What it is to be an American

The main street, Lawrence, Kansas.

I was in Lawrence, Kansas this week, giving a lecture at the University of Kansas at the invitation of one of my former tutors from Oxford who is now Professor of History there. And it got me to thinking about American National Identity, especially – and you’ll not be surprised to hear me say this – in the context of WW2.

I’ve worked a lot in America over the last thirty years, but there is something particularly insightful about a visit to a small town like Lawrence. Coming from London one is astonished at the friendliness of most people in this part of middle America.

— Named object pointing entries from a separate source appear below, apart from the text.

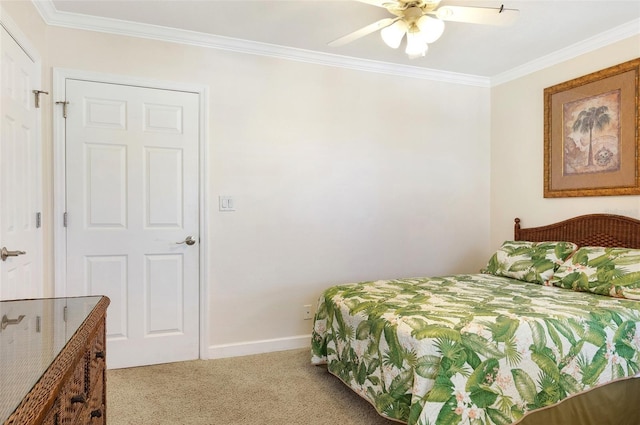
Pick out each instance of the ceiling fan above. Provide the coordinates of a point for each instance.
(423, 22)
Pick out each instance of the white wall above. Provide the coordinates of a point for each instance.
(338, 175)
(517, 147)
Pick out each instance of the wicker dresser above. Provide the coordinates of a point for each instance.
(52, 361)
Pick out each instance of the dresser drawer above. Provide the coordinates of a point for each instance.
(95, 414)
(73, 397)
(97, 358)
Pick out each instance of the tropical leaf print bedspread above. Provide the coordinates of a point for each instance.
(472, 349)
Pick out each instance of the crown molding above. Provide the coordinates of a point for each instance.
(603, 39)
(53, 17)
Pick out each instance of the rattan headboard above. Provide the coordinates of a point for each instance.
(586, 230)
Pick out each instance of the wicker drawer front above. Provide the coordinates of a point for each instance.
(52, 416)
(96, 411)
(97, 358)
(73, 397)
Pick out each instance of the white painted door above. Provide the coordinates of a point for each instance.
(132, 197)
(20, 185)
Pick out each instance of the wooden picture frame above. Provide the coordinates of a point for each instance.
(591, 134)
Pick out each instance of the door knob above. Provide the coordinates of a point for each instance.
(188, 240)
(4, 254)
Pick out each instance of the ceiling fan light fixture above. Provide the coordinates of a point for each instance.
(430, 28)
(416, 47)
(393, 34)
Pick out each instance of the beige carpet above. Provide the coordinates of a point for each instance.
(276, 388)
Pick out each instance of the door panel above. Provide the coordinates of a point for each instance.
(132, 196)
(20, 186)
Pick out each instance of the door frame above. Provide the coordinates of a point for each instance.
(60, 75)
(29, 49)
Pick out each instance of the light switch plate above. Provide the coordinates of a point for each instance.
(226, 203)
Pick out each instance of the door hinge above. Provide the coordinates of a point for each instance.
(64, 107)
(37, 94)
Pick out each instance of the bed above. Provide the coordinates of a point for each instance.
(547, 333)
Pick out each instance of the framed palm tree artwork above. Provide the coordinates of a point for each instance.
(592, 134)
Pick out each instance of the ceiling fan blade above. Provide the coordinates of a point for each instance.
(382, 23)
(478, 15)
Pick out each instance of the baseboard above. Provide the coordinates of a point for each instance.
(258, 347)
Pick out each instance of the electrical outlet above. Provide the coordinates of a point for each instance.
(306, 312)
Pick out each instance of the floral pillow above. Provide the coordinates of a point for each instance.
(606, 271)
(533, 262)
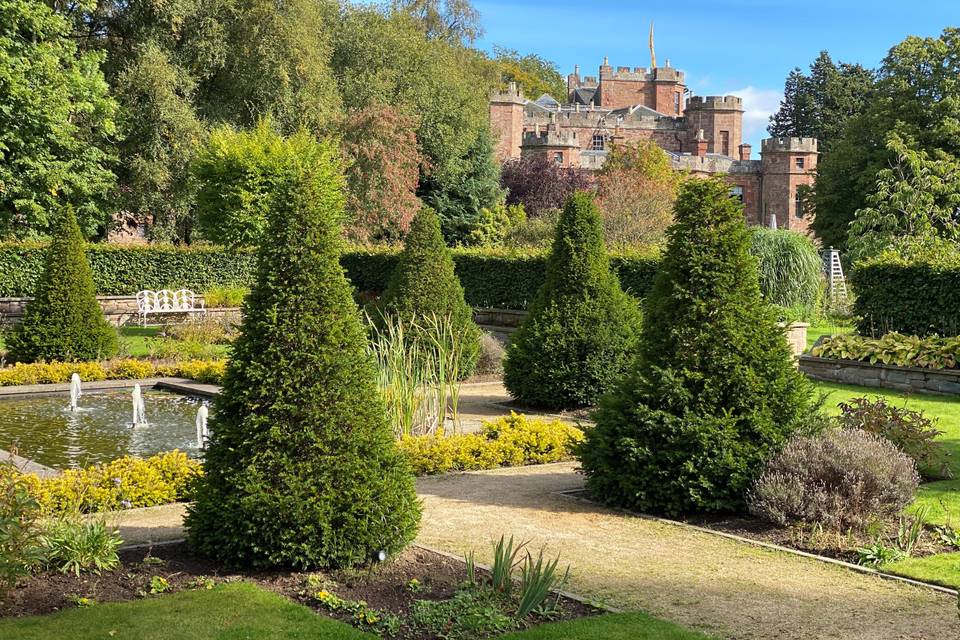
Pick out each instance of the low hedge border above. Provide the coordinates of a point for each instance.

To give just one example from last week, I was looking to buy some toothpaste and, since the main street of Lawrence is now given over to boutiques and restaurants, finding some within walking distance of my hotel was clearly going to be a challenge. But everyone I asked was anxious to help me. One waitress went in search of her manager and both had a long discussion with me on the sidewalk about whether there was a drugstore near enough for me to get to. ‘There was one on the corner until last year,’ the manager said, ‘but it’s not there now. We ought to do something about getting one back here, downtown.’ The barista in Starbucks was equally keen to chat – also filling me in at length on the demise of the local drug store – before finally saying to me: ‘You’re not from round here, are you?’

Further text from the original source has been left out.